Lectio XI
Ein Mosaik aus Mythen
Der griechische Dichter Homer erzählt in seinem Epos Ilias vom Krieg der Griechen gegen die Trojaner — ein gigantischer Erzählkomplex, an den viele weitere mythische Episoden anknüpfen: Wie das Kriegsglück im Laufe der zehnjährigen Belagerung mehrmals wechselte und Gottheiten auf beiden Seiten eingriffen, um ihren Favoriten unter den Menschen zum Sieg zu verhelfen. Wie die Griechen sich schliesslich Zugang zur Stadt verschafften, indem sich die tapfersten Krieger in einem hölzernen Pferd versteckten, das die ahnungslosen Trojaner in ihre Stadt zogen, worauf die darin verborgenen Griechen des Nachts herauskletterten und die Stadttore von innen öffneten. Wie der Trojaner Aeneas seinen kleinen Sohn, seinen alten Vater und einige Götterstatuen aus der brennenden Stadt rettete und wie diese Vertriebenen schliesslich in Italien eine neue Heimat fanden.
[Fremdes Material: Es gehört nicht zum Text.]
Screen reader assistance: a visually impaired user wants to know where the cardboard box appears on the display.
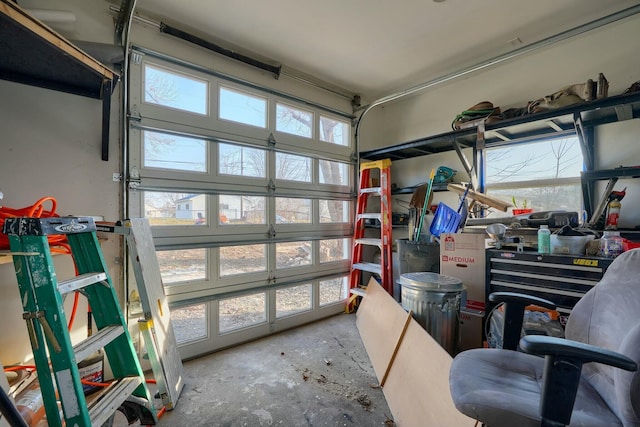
[440,233,487,311]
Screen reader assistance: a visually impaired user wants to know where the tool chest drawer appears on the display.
[486,249,613,323]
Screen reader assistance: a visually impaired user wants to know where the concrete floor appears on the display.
[149,314,395,427]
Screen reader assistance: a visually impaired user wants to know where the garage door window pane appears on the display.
[276,153,311,182]
[220,87,267,128]
[156,248,207,285]
[218,144,267,178]
[143,130,207,172]
[276,197,311,224]
[144,64,209,115]
[218,195,266,225]
[320,277,348,307]
[276,284,312,318]
[220,245,267,277]
[319,160,349,185]
[143,191,209,226]
[276,104,313,138]
[171,304,207,344]
[218,293,267,334]
[319,200,349,224]
[320,116,351,147]
[320,239,351,263]
[276,241,311,269]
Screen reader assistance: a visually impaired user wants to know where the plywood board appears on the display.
[356,279,409,381]
[382,320,476,427]
[356,280,475,427]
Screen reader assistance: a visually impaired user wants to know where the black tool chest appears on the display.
[486,249,613,324]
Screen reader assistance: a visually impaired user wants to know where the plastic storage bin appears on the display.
[398,272,464,356]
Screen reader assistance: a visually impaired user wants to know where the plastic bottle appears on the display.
[604,199,622,230]
[16,378,44,426]
[600,231,622,258]
[538,225,551,254]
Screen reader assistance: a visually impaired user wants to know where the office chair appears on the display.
[449,249,640,427]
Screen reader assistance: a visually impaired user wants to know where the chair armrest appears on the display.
[489,292,556,350]
[520,335,638,425]
[489,292,556,310]
[520,335,638,371]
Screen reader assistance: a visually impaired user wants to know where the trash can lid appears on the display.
[398,271,464,292]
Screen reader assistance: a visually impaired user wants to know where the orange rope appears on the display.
[0,196,66,249]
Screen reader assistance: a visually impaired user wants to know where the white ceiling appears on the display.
[136,0,639,100]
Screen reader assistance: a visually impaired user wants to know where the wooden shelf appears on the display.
[0,0,119,160]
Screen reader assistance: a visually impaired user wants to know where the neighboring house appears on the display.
[175,194,207,221]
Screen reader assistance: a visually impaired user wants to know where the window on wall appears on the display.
[129,49,355,356]
[485,137,584,215]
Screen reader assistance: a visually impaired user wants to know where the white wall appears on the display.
[0,1,122,366]
[0,0,351,366]
[360,12,640,226]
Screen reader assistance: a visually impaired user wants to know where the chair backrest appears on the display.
[565,249,640,426]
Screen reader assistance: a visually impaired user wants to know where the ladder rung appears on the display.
[360,187,382,194]
[73,325,124,362]
[349,288,367,297]
[353,262,382,274]
[58,273,107,294]
[89,376,142,426]
[356,212,382,221]
[355,237,382,248]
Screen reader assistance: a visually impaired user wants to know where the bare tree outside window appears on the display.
[486,137,583,211]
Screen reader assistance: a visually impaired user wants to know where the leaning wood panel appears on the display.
[382,319,475,427]
[356,279,409,381]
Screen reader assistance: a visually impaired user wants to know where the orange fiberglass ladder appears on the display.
[349,159,393,302]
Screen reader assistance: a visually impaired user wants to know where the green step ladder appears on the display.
[2,217,157,427]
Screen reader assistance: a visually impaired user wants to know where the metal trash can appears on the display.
[398,272,464,356]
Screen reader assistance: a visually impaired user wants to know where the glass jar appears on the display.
[600,231,622,258]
Auch um die Vorgeschichte ranken sich viele Mythen. Sie alle münden in die Erzählung vom trojanischen Prinzen Paris. Dieser war als Gesandter seines Vaters zu Menelaos, dem König von Sparta geschickt worden, um einen erst kürzlich geschlossenen Friedensvertrag zwischen Troja und Sparta zu bekräftigen. Der junge Paris verliebte sich unglücklicherweise in Helena, die Frau seines Gastgebers. Helena, die als die schönste Frau der Welt galt, erwiderte seine Gefühle, verliess ihren Mann und segelte mit Paris zurück nach Troja. Zornig über den Betrug seiner Frau und die Unaufrichtigkeit seines Gastes wandte sich Menelaos an seinen Bruder Agamemnon, den mächtigen König von Mykene. Dieser wartete schon lange auf einen Vorwand, Troja anzugreifen, und versammelte alle Griechen, um über das Meer zu fahren und die wohlhabende Stadt Troja unter seine Herrschaft zu bringen. Diese Episode wird gemeinhin als Ursprung des Kriegs bezeichnet. Doch eigentlich beginnt die Geschichte schon viel früher, noch vor Paris’ Geburt.